Looking Through The Glass
On l’appelle l’homme de la musique répétitive mais je me demande s’il répète quoique ce soit. Variation n’est pas répétition. Répétition tissée de variations est danse. Variation de la répétition est transcendance. Et Phil Glass tisse, varie, égrène, lacère, enroule, lancine ; il capture, hypnotise et invente dans sa langue l’art puissant de faire tournoyer le temps. La douceur apparente qui préside à ce bal est vite contredite par la violence qui y dort ; les émotions la parcourent, explosent, se brisent comme les vagues, reprises par le roulis du rythme premier qui en concasse les fulgurances, puis recommence, encore et encore, le mouvement. Quelque chose de la vie, peut-être, qui se dit entre l’élan et la reprise, le bourdon de la mélodie première, qui tournoie de plus en plus vite et de plus en plus fort.
Je ne me rappelle plus exactement comment j’ai découvert Phil Glass, mais je me rappelle très bien la première écoute de ses quatuors à cordes par le Quatuor Kronos, à peu près au même moment où arrivait à moi comme une gifle le quatuor 8 opus 110 de Chostakovitch, interprété avec une fougue nerveuse, presque anxieuse, par le Quatuor Borodine. À travers les cordes intenses des Kronos, c’est un tout autre miroir qui a été tendu sur cette musique dont j’avais cru me faire une image à peu près stable ; ce que le piano hypnotique des Œuvres Majeures sécrétait de douceur lente, de puissance calme, se transfigurait, comme dans le huitième quatuor opus 110, son frère antipodiste, en une violence noire, sourde, exigeante, celle-là même que lui offraient des interprètes habités. Ce disque est l’un de ceux que j’emmènerais sur une île déserte. Il est magnifique de sa première à sa dernière note. Il est un diamant noir sur une plage de sable clair, il est l’eau et l’arbre, il dit la damnation, la mort et la terreur, et en même temps il est terriblement vivant.

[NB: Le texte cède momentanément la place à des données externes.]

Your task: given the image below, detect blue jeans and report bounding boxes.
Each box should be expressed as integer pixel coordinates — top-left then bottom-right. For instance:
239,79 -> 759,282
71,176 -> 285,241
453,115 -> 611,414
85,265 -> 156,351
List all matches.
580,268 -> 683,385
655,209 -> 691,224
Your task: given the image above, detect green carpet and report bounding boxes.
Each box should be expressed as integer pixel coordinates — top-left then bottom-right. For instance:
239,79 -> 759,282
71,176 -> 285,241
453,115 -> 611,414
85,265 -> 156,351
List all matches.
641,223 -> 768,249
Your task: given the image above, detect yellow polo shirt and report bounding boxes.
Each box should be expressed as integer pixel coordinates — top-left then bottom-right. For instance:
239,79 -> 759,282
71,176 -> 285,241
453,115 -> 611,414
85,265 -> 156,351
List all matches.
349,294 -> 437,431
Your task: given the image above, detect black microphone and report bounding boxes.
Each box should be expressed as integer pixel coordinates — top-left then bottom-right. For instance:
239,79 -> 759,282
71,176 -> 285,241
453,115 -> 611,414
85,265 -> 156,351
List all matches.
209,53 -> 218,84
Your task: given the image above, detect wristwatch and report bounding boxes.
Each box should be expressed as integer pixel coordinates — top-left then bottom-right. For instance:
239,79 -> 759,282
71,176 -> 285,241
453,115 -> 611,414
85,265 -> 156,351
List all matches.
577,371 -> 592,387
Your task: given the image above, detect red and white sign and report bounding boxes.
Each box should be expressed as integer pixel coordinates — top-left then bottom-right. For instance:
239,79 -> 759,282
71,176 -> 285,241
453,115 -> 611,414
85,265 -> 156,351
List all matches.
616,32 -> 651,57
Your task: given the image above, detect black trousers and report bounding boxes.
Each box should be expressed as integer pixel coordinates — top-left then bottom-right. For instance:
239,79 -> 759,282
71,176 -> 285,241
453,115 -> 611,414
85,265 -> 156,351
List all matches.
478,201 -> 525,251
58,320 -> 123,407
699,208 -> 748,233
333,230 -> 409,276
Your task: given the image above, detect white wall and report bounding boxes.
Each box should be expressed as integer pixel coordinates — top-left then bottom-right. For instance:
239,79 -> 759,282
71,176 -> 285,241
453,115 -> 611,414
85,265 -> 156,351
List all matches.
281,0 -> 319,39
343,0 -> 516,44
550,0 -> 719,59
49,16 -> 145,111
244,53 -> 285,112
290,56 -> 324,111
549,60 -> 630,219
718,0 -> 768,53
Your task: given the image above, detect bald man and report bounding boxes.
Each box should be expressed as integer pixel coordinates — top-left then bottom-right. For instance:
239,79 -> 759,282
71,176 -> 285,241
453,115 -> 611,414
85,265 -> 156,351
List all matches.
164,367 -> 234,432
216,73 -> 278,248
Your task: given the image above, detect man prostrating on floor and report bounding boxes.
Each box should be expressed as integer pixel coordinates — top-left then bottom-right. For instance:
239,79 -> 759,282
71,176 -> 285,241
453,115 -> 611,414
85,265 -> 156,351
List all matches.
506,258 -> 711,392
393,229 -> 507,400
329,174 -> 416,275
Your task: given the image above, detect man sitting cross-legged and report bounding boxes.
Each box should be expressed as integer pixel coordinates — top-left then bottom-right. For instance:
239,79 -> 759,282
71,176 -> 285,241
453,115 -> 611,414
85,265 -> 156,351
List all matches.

Depuis j’ai été sensible à d’autres choses chez Glass, la musique chorale démesurée écrite pour l’ouverture du barrage d’Itaipu (une pièce symphonique à plus deux cents instrumentistes et chœurs, qui a été interprétée dans l’une des turbines de l’installation), l’étonnante lecture du Conjunto Iberico, qui rejoue le répertoire pour cordes avec une formation de huit violoncelles – pièce du « Secret Agent », au chiffre parfait, absorbée, fichée dans la mémoire auditive en chacune de ses inflexions. J’ai écouté la langue incompréhensible des opéras de bord de mer, le crescendo angoissé qui accompagne les images des Années, de Stephen Daldry, et déborde, insidieux, d’émotions trop fortes quand les héroïnes sont penchées au bord d’un précipice, dans un ascenseur ou une chambre d’hôtel. Mais la communion la plus grande, la reconnaissance la plus fidèle, l’identité musicale, dort dans les archets du quatuor Kronos, ces amateurs d’anges noirs, qui ont posé sans prévenir sur cette musique le maléfice brutal et poignant de la transfiguration.